Okay, after fiddling around with this for the better part of the weekend I got it running on my end. What worked for me in the end was to do the following:

  • Export all Routes for every module you want to route. Do not import any of the RouterModule.forChild() in the child modules.
  • Export every component that is visible from the childs route definitions in the childs module definition.
  • Import (meaning the Typescript import keyword) all child routes as usual and use the ... operator to incorporate these under the correct path. I couldn't get it to work with the child-module defining the path, but having it on the parent works fine (and is compatible to lazy loading).

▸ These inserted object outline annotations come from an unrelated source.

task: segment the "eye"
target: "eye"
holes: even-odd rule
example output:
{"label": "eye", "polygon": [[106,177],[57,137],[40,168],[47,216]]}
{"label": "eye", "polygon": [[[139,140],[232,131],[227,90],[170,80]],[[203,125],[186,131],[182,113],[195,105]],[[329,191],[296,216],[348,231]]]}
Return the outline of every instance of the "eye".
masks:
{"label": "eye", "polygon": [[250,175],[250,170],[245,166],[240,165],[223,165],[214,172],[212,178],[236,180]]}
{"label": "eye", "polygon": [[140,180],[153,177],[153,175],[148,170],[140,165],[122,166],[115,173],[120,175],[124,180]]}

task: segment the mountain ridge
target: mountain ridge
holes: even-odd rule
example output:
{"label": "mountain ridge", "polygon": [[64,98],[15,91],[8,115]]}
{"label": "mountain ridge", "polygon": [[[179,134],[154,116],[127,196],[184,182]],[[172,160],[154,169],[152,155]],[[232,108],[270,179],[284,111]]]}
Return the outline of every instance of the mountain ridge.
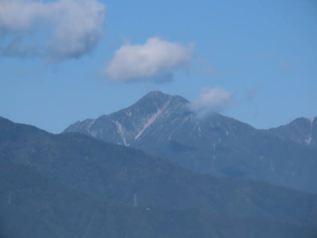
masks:
{"label": "mountain ridge", "polygon": [[310,127],[290,123],[258,129],[216,113],[197,117],[189,103],[181,96],[151,92],[130,107],[90,120],[92,124],[71,125],[63,133],[83,133],[134,147],[197,172],[317,192],[315,173],[311,169],[308,175],[304,173],[304,167],[317,166],[317,120],[304,120],[312,121]]}

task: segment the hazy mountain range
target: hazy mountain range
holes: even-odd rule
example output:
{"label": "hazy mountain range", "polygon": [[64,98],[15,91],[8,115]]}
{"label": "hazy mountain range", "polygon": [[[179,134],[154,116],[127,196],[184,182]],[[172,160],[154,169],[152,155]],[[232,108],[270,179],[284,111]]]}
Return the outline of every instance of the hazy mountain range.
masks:
{"label": "hazy mountain range", "polygon": [[198,116],[190,105],[180,96],[153,91],[64,132],[138,148],[196,172],[317,192],[316,118],[258,129],[215,113]]}
{"label": "hazy mountain range", "polygon": [[0,118],[0,237],[317,234],[316,194],[191,172],[79,133]]}

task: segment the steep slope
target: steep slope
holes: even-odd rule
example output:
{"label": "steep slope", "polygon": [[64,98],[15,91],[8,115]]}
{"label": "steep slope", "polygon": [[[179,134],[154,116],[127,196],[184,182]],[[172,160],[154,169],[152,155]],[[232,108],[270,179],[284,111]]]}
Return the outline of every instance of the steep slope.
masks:
{"label": "steep slope", "polygon": [[75,133],[53,135],[0,119],[0,161],[31,167],[94,199],[194,209],[313,226],[316,195],[190,172],[127,147]]}
{"label": "steep slope", "polygon": [[129,145],[162,112],[175,103],[174,99],[170,95],[154,91],[131,107],[96,119],[77,121],[65,131],[81,132],[109,142]]}
{"label": "steep slope", "polygon": [[104,202],[31,168],[3,161],[0,167],[1,238],[313,238],[316,234],[312,228],[276,221]]}
{"label": "steep slope", "polygon": [[84,131],[197,172],[316,193],[317,148],[304,141],[315,144],[317,120],[304,120],[307,124],[287,127],[292,130],[258,130],[216,113],[198,117],[183,98],[154,91],[127,109],[97,119],[93,129],[78,122],[64,132]]}
{"label": "steep slope", "polygon": [[268,132],[276,136],[302,145],[317,146],[317,118],[295,119]]}

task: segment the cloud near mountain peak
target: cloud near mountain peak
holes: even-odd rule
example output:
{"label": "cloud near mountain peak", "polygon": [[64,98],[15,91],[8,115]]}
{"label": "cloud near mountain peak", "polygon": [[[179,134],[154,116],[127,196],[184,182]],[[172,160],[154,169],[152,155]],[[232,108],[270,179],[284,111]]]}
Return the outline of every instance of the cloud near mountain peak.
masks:
{"label": "cloud near mountain peak", "polygon": [[188,68],[193,49],[193,44],[184,45],[158,37],[149,38],[144,45],[126,44],[116,51],[105,73],[115,82],[170,81],[175,70]]}

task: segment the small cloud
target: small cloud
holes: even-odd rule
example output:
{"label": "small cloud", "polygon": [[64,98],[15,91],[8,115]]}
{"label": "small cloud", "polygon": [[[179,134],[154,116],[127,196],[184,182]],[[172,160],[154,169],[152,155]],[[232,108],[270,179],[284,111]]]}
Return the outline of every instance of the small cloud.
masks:
{"label": "small cloud", "polygon": [[212,112],[219,113],[232,104],[232,94],[221,88],[202,89],[200,95],[189,105],[190,109],[198,117]]}
{"label": "small cloud", "polygon": [[189,66],[193,45],[185,46],[158,37],[144,45],[126,43],[118,50],[105,69],[106,75],[115,82],[170,81],[177,69]]}
{"label": "small cloud", "polygon": [[106,8],[97,0],[0,0],[1,55],[80,58],[101,38]]}

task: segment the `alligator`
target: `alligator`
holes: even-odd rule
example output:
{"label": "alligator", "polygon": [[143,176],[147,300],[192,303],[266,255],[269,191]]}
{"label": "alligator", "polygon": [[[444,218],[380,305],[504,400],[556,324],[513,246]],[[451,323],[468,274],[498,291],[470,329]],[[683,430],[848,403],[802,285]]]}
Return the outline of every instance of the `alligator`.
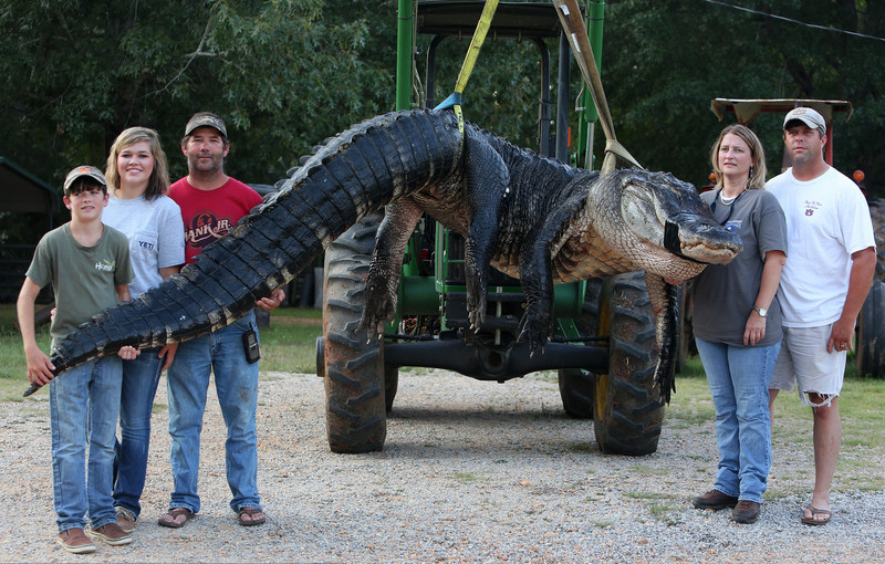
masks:
{"label": "alligator", "polygon": [[379,334],[395,311],[403,250],[426,212],[466,237],[473,327],[483,323],[489,268],[521,279],[520,340],[533,352],[551,332],[554,283],[645,270],[660,346],[655,378],[667,399],[676,338],[669,282],[741,251],[695,189],[669,174],[625,169],[600,178],[472,124],[459,127],[450,112],[394,112],[327,139],[196,262],[82,324],[53,348],[53,373],[232,323],[387,205],[366,286],[362,325],[369,333]]}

In my case I had three levels in a hierarchy like this:

  • Root (/)
    • Editor (editor/:projectId)
      • Query (query/:queryId)
      • Page (page/:pageId)
    • Front (about)

The following definitions work for me for the /editor/:projectId/query/:queryId path:

// app.routes.ts
import {editorRoutes}                   from './editor/editor.routes'

// Relevant excerpt how to load those routes, notice that the "editor/:projectId"
// part is defined on the parent
{
    path: '',
    children: [
        {
            path: 'editor/:projectId',
            children: [...editorRoutes]
            //loadChildren: '/app/editor/editor.module'
        },
    ]
}

The editor routes look like this:

// app/editor/editor.routes.ts
import {queryEditorRoutes}              from './query/query-editor.routes'
import {pageEditorRoutes}               from './page/page-editor.routes'

{
    path: "", // Path is defined in parent
    component : EditorComponent,
    children : [
        {
            path: 'query',
            children: [...queryEditorRoutes]
            //loadChildren: '/app/editor/query/query-editor.module'
        },
        {
            path: 'page',
            children: [...pageEditorRoutes]
            //loadChildren: '/app/editor/page/page-editor.module'
        }
    ]
}

And the final part for the QueryEditor looks like this:

// app/editor/query/query-editor.routes.ts
{
    path: "",
    component : QueryEditorHostComponent,
    children : [
        { path: 'create', component : QueryCreateComponent },
        { path: ':queryId', component : QueryEditorComponent }
    ]
}

However, to make this work, the general Editor needs to import and export the QueryEditor and the QueryEditor needs to export QueryCreateComponent and QueryEditorComponent as these are visible with the import. Failing to do this will get you errors along the lines of Component XYZ is defined in multiple modules.

Notice that lazy loading also works fine with this setup, in that case the child-routes shouldn't be imported of course.